见他如此认真,我心里竟有些恍惚,他那样直勾勾地盯着我,眼里似是有了光似的。
离得近,我看到他眸子里我的倒影,那样的清晰,仿佛有着无尽的温柔。
我有些溃不成军,那一刻,我就在想。
这是什么世道啊?
我渴求在爹爹身上所讨的偏爱温柔,你都给了我了,这又让我如何不动心啊?
可……
我终究不是这世间为情所痴的女子,我有我自己的骄傲,无论何时,我的骄傲都不允许我低声下气地去问你是否喜欢我这种问题。
“那……挺好的。”
我避开了他的目光,转向一旁,自顾自地赏起景儿来,可这心里早就是乱得有如甚么似的。
…
“真的?阎氏有喜了?”
姜娘子抿了抿嘴,半倚在塌上,手中执了杯七宝擂茶。
“回娘子,是真的,那太医亲口说的,无误。”
沈晚立在一旁,弓着身子,一副毕恭毕敬的样子。
“呵,她倒是有福啊。”
姜娘子语气中带了些讽刺,更多的却是羡慕。
也是,谁不曾在年少时满心满眼的都是一个男孩子?
又有谁不想与自己心爱的人白头偕老,子孙满堂?
她也曾爱过啊……
她是贵门娇养的嫡女,他是邻家习武的翩翩公子。
那时她常常与他逗乐儿,他还说过若是将来他在战场上得了战功,定会八抬大轿,明媒正娶,绝不让她受丁点儿的委屈。
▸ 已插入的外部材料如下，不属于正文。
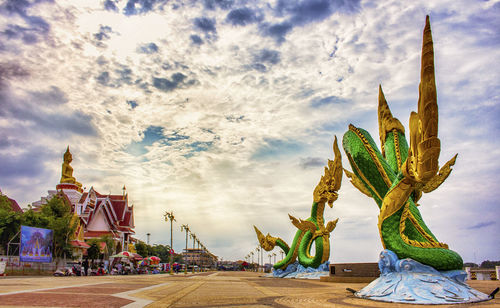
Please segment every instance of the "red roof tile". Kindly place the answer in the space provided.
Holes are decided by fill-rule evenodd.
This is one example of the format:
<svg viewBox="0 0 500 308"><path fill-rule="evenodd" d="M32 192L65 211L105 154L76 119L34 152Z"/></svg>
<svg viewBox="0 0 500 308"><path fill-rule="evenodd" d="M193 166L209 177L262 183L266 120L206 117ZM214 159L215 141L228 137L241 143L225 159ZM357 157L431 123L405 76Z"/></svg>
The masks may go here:
<svg viewBox="0 0 500 308"><path fill-rule="evenodd" d="M10 201L10 207L14 212L22 213L23 209L17 204L16 200L7 197Z"/></svg>
<svg viewBox="0 0 500 308"><path fill-rule="evenodd" d="M130 211L125 212L125 217L123 218L122 221L120 221L120 226L125 226L125 227L133 226L133 223L132 224L130 223L131 217L132 217L132 212Z"/></svg>
<svg viewBox="0 0 500 308"><path fill-rule="evenodd" d="M78 203L83 203L83 201L85 201L85 199L87 199L87 195L89 193L83 193L82 197L80 198L80 200L78 201Z"/></svg>
<svg viewBox="0 0 500 308"><path fill-rule="evenodd" d="M111 237L115 237L115 235L109 231L85 231L83 233L84 238L101 237L103 235L109 235Z"/></svg>
<svg viewBox="0 0 500 308"><path fill-rule="evenodd" d="M90 245L85 243L85 242L80 242L78 240L73 240L73 241L69 241L69 243L71 244L71 246L73 247L81 247L81 248L89 248Z"/></svg>
<svg viewBox="0 0 500 308"><path fill-rule="evenodd" d="M118 220L122 220L123 212L127 206L125 200L111 200L111 205L113 206L113 210L115 211Z"/></svg>

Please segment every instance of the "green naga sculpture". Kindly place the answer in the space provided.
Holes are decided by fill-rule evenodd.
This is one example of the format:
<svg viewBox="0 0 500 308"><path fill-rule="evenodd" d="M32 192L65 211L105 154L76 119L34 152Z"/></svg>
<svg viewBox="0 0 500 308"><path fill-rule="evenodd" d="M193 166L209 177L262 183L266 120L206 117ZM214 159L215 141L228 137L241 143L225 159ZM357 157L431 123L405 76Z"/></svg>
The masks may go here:
<svg viewBox="0 0 500 308"><path fill-rule="evenodd" d="M352 167L351 183L380 208L378 227L384 248L399 259L411 258L437 270L462 269L458 253L440 243L424 223L417 201L441 185L455 157L439 169L438 106L434 50L427 16L423 34L418 112L410 115L410 145L405 129L394 118L379 87L379 135L382 152L370 134L349 125L343 147Z"/></svg>
<svg viewBox="0 0 500 308"><path fill-rule="evenodd" d="M297 227L297 233L292 242L292 246L281 238L273 237L269 233L264 236L262 232L254 226L260 246L270 251L275 246L280 247L286 256L283 260L273 265L275 269L285 270L288 265L299 259L299 263L304 267L318 268L330 258L330 233L335 229L338 218L329 221L324 225L323 212L325 203L330 207L337 200L340 185L342 183L342 158L337 146L337 137L333 143L335 159L328 160L328 167L325 167L325 175L314 189L311 217L306 220L297 219L291 215L292 224ZM312 245L315 245L315 255L311 256Z"/></svg>

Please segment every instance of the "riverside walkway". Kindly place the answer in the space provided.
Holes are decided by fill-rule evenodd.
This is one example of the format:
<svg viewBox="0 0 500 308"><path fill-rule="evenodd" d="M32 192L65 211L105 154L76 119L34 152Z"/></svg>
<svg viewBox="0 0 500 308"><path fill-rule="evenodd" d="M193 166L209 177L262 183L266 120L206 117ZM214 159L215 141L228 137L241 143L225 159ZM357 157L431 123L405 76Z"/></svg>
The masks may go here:
<svg viewBox="0 0 500 308"><path fill-rule="evenodd" d="M355 298L366 283L208 272L91 277L0 277L0 307L416 307ZM499 281L470 281L489 294ZM428 307L425 305L424 307ZM500 307L500 299L445 307Z"/></svg>

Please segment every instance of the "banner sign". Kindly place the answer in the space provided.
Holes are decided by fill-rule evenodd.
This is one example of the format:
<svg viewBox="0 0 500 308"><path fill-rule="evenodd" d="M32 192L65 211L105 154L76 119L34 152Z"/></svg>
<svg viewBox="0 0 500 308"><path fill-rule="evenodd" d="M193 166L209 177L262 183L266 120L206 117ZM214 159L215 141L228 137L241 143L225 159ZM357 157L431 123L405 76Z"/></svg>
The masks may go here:
<svg viewBox="0 0 500 308"><path fill-rule="evenodd" d="M49 229L21 226L21 262L52 262L52 237Z"/></svg>

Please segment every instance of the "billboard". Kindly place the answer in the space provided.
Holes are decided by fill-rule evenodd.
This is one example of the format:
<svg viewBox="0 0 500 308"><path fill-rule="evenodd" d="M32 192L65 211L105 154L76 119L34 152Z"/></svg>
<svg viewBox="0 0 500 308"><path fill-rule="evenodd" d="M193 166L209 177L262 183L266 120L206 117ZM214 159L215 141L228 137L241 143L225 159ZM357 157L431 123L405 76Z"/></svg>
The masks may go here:
<svg viewBox="0 0 500 308"><path fill-rule="evenodd" d="M52 237L49 229L21 226L21 262L52 262Z"/></svg>

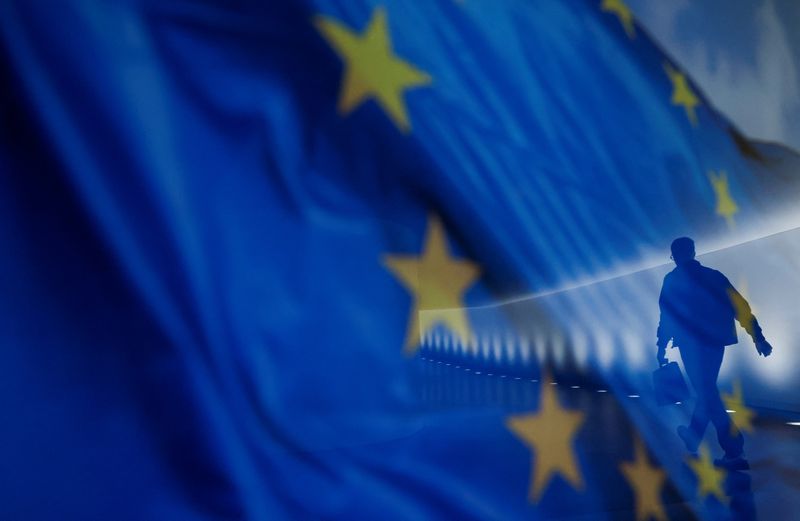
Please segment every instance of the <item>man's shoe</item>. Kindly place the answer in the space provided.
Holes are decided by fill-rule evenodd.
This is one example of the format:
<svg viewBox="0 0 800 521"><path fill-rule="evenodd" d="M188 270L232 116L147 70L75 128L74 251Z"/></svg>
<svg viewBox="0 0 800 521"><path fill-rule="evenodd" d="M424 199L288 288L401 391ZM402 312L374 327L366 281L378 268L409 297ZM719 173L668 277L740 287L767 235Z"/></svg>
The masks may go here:
<svg viewBox="0 0 800 521"><path fill-rule="evenodd" d="M698 440L692 431L689 430L689 427L685 425L681 425L678 427L678 437L683 440L683 444L686 445L686 450L691 452L692 454L697 454L697 447L700 445L700 440Z"/></svg>
<svg viewBox="0 0 800 521"><path fill-rule="evenodd" d="M729 456L727 453L722 458L714 460L714 465L728 470L750 470L750 463L744 459L744 456Z"/></svg>

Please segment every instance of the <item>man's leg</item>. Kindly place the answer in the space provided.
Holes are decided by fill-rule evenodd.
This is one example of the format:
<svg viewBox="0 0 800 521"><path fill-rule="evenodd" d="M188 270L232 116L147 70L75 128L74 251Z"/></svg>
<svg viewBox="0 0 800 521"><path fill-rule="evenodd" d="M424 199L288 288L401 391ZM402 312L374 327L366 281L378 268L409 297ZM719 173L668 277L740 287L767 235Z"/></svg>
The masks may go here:
<svg viewBox="0 0 800 521"><path fill-rule="evenodd" d="M717 429L717 440L720 447L725 450L727 458L737 458L742 455L744 446L744 436L731 421L730 416L725 411L725 405L719 396L717 388L717 377L719 368L722 365L722 356L725 353L724 347L709 348L704 352L703 368L705 370L705 382L707 386L707 411L711 422Z"/></svg>
<svg viewBox="0 0 800 521"><path fill-rule="evenodd" d="M708 395L708 384L707 379L704 377L705 372L703 371L703 361L701 358L702 349L701 346L695 345L681 346L683 367L686 369L686 376L689 378L689 382L691 382L696 394L694 411L692 412L692 419L689 422L689 432L697 442L703 439L703 434L706 432L709 421L706 398Z"/></svg>

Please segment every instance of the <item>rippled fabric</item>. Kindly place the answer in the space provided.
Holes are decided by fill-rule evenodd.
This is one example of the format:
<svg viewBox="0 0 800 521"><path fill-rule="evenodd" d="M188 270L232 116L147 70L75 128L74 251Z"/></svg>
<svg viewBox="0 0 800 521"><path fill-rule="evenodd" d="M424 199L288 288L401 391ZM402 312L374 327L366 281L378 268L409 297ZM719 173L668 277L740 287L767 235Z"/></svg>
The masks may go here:
<svg viewBox="0 0 800 521"><path fill-rule="evenodd" d="M543 400L529 380L561 371L550 352L597 349L602 378L646 380L602 353L654 357L663 273L609 277L666 262L678 235L788 229L800 184L696 87L694 124L670 102L679 66L599 4L388 4L392 52L430 77L402 93L404 132L374 100L337 109L343 62L314 25L362 31L371 3L3 2L0 517L631 510L635 414L559 398L590 426L584 486L556 477L533 502L508 414ZM385 258L418 255L431 216L480 267L475 338L439 327L409 357L412 296ZM502 390L431 373L440 340L446 363L504 367Z"/></svg>

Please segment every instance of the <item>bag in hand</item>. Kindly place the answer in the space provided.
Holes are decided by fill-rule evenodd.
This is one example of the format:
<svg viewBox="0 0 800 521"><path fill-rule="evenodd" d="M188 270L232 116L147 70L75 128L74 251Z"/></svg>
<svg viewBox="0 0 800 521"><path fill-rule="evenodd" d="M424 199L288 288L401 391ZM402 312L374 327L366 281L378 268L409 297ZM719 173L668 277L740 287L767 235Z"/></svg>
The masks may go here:
<svg viewBox="0 0 800 521"><path fill-rule="evenodd" d="M670 362L653 371L653 387L658 405L682 402L689 398L689 387L677 362Z"/></svg>

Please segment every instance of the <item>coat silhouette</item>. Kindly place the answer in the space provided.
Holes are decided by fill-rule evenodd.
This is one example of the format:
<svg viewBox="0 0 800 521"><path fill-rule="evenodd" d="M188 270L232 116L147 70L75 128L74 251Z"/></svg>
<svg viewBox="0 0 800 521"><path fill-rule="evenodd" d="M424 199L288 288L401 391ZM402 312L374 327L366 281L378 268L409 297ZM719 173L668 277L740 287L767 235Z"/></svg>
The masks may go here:
<svg viewBox="0 0 800 521"><path fill-rule="evenodd" d="M694 242L675 239L672 258L676 267L664 277L659 297L661 320L657 332L657 358L666 363L665 350L672 340L681 352L689 381L697 394L688 427L678 435L690 452L696 452L709 421L725 450L724 461L741 458L743 437L730 417L717 389L717 377L725 346L738 342L735 320L753 338L759 354L768 356L772 347L764 339L750 305L730 281L717 270L694 259Z"/></svg>

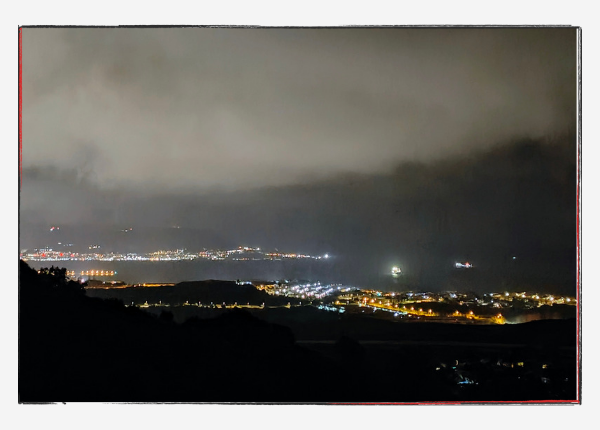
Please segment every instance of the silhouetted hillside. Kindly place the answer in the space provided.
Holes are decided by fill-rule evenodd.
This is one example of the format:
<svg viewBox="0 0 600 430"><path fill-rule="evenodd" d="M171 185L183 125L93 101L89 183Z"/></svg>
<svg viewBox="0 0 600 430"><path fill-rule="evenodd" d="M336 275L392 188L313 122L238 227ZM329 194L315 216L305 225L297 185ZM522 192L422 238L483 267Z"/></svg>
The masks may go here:
<svg viewBox="0 0 600 430"><path fill-rule="evenodd" d="M241 310L176 325L20 269L22 402L298 401L303 366L332 365Z"/></svg>

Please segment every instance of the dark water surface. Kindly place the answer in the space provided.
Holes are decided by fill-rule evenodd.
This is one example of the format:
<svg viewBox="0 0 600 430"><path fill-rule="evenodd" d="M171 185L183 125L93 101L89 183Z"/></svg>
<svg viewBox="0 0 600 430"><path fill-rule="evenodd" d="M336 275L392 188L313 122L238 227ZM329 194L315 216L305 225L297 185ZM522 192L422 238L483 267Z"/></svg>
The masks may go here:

她信了,以至于这此后的整整一年时间,她都是倒数着他归来的日子过的。
那天,本是将军凯旋回朝的日子,她特意拿着学做了好久的荷包,要送与他,她想对他说,她不进宫了,要与他长相厮守,可……
就是这个百姓同乐的日子,
他永远留在了寒冷的边关。
那一天,她连哭都哭不出来了,茫然地走在街上,淋着雨,路上的行人过客匆匆,无一不是路过她的,可那个惊艳了她的岁月的男孩子却不在了。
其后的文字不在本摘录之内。